Aircraft of German air carrier Lufthansa are parked on the tarmac at the airport in Frankfurt, Germany, March 12, 2026. REUTERS

LONDON/BRUSSELS, March 17 (Reuters) – European airlines are taking aim at planned rules over synthetic sustainable aviation fuel, two ​sources told Reuters, underscoring pushback from the sector amid worries about high costs and lack of availability of the ‌green jet fuel.
The sector is planning to formally call for at least a delay in new EU rules set to come into force in 2030 that mandate airlines use a certain amount of synthetic green jet fuel, or eSAF, in their planes, with an announcement set for Thursday.
The planned challenge, previously unreported, is still under discussion ​and could be changed amid resistance from regulators behind the scenes to the intended move. The European Commission did not immediately ​respond to a request for comment.
The airline sector, sideswiped by the Iran war that has grounded flights and pushed ⁠up fuel costs, argues Europe’s green jet fuel mandates are too strict, there isn’t enough sustainable aviation fuel on the market to meet ​EU rules and that its prices are too high.
Aviation is among the hardest sectors to decarbonise, with zero-emission aircraft not expected this decade. Green ​fuels, with net-zero emissions or lower emissions than normal jet fuel, can in the near-term help reduce air travel’s carbon footprint.
Europe’s airline executives are following in the footsteps of the car industry, which managed to water down a rule last year that would stop any CO2-emitting cars being sold after 2035.

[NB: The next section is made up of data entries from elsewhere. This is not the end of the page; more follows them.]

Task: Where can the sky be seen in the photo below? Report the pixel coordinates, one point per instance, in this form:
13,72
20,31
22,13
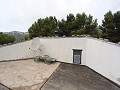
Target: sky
19,15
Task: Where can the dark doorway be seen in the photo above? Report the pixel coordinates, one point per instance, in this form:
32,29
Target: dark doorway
77,56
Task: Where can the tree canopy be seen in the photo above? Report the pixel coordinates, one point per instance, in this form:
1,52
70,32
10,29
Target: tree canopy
79,24
111,26
5,38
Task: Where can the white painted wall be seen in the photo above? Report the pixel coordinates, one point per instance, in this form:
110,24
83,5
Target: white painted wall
103,58
16,51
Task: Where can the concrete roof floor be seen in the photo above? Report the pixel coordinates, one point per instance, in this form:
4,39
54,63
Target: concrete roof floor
25,74
29,75
77,77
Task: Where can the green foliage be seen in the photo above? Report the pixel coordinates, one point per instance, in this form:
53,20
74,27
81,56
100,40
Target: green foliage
26,37
43,27
5,39
79,24
111,26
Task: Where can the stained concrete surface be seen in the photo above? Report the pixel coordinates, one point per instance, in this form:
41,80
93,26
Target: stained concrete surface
25,74
2,87
77,77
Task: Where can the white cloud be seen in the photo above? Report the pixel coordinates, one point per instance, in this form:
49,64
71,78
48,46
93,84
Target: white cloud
20,14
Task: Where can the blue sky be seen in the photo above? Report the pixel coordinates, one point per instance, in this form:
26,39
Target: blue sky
18,15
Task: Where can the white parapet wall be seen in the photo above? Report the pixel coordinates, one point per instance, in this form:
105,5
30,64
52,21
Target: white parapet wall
62,48
16,51
104,58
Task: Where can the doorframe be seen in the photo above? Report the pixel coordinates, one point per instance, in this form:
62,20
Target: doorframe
80,54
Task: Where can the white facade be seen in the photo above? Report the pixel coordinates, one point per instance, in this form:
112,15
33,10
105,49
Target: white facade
104,58
101,56
16,51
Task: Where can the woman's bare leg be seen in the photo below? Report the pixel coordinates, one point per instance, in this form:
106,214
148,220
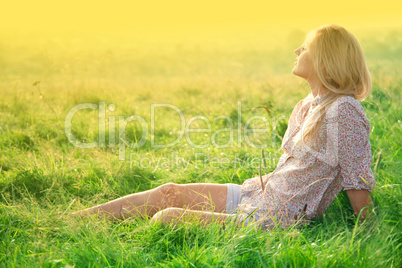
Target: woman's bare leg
193,196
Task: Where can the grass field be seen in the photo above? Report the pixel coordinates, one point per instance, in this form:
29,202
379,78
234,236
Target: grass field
44,176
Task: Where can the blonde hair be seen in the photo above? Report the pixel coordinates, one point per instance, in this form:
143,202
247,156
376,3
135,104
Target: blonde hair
339,63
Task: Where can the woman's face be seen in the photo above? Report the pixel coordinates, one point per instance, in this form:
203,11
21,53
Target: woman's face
303,64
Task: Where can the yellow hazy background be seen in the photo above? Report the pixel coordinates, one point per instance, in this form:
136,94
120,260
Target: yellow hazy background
191,21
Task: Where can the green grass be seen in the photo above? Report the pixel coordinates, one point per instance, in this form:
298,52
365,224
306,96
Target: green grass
43,176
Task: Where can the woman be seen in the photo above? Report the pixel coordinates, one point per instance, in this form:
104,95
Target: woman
326,149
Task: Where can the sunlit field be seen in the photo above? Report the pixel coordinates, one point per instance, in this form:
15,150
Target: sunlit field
138,107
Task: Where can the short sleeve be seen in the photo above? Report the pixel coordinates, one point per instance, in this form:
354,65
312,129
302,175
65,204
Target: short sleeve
354,148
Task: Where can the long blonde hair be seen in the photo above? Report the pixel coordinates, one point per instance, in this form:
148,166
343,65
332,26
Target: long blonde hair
340,65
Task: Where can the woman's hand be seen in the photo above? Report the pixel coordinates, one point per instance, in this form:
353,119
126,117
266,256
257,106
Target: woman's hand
359,199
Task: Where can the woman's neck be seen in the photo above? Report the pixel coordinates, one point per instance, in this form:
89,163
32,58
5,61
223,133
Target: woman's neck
317,88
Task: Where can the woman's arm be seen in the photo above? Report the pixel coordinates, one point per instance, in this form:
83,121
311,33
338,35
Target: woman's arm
359,199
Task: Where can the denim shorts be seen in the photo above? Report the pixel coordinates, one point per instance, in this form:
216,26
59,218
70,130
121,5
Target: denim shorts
233,200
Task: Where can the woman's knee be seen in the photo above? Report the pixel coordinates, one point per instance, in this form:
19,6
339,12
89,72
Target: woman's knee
170,195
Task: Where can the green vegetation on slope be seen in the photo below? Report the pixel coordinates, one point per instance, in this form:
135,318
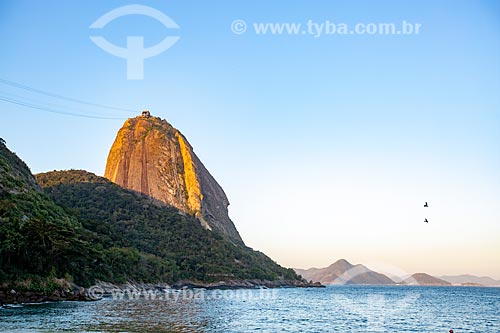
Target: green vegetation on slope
84,228
37,237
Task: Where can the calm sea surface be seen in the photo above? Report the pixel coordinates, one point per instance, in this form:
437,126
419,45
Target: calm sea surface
332,309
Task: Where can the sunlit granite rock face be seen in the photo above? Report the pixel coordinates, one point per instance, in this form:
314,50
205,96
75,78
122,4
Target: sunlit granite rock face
152,157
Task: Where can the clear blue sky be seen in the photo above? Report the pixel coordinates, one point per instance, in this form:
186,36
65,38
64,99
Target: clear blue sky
326,147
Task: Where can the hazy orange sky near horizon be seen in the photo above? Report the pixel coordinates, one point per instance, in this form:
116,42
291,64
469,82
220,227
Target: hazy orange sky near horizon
327,147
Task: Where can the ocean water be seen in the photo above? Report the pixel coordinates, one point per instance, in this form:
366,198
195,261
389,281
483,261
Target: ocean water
331,309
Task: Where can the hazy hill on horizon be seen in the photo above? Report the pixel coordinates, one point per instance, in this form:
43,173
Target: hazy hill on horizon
343,272
470,279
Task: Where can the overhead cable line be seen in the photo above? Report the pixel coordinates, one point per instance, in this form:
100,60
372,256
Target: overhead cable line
70,99
33,106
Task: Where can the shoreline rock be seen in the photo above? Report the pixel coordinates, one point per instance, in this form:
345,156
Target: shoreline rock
75,293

AIRLINES SEEK TO ​POSTPONE OR EVEN OVERTURN RULES

The announcement is pencilled in to be made at an industry conference organized by trade group Airlines for Europe (A4E), ​with details still being finalized, the sources said.
The A4E group includes major European airlines Air France-KLM Lufthansa  Ryanair easyJet and British Airways-owner IAG.
“They want to postpone ‌the eSAF ⁠requirements until there is enough production online,” said Camille Mutrelle, a policy officer at advocacy group Transport and Environment (T&E) who has knowledge of the plans. T&E supports keeping the rules in place.
“If we postpone, eSAF startups will die and Europe will lose the early mover advantage.”
A second person with knowledge of the talks said airlines were discussing calling for the scrapping of the eSAF mandate altogether.
A spokesperson for A4E confirmed its ​members were set to meet on ​Thursday, though declined to comment ⁠on the position the group is set to take. “Airline CEOs decide on A4E positions,” the spokesperson said.
The EU required 2% of fuel made available at regional airports to be SAF (sustainable aviation fuel) in 2025, which rises ​to 6% in 2030. A level of 1.2% of the total will have to be synthetic SAF (eSAF) from 2030, ​rising to 5% ⁠in 2035, according to current planned EU rules.
Airlines argue that there’s almost no available supply of synthetic jet fuel and that plans to build facilities are unlikely to materialise in time to meet the mandate.
Most SAF on the market is made from recycled or used cooking oil or animal ⁠waste. It ​costs three to five times more than traditional jet fuel and makes up just ​0.3% of global jet fuel supply.
Synthetic sustainable jet fuel is made from renewable energy such as captured carbon dioxide or green hydrogen. It emits less carbon than bio-based SAF, ​but is much more expensive to make.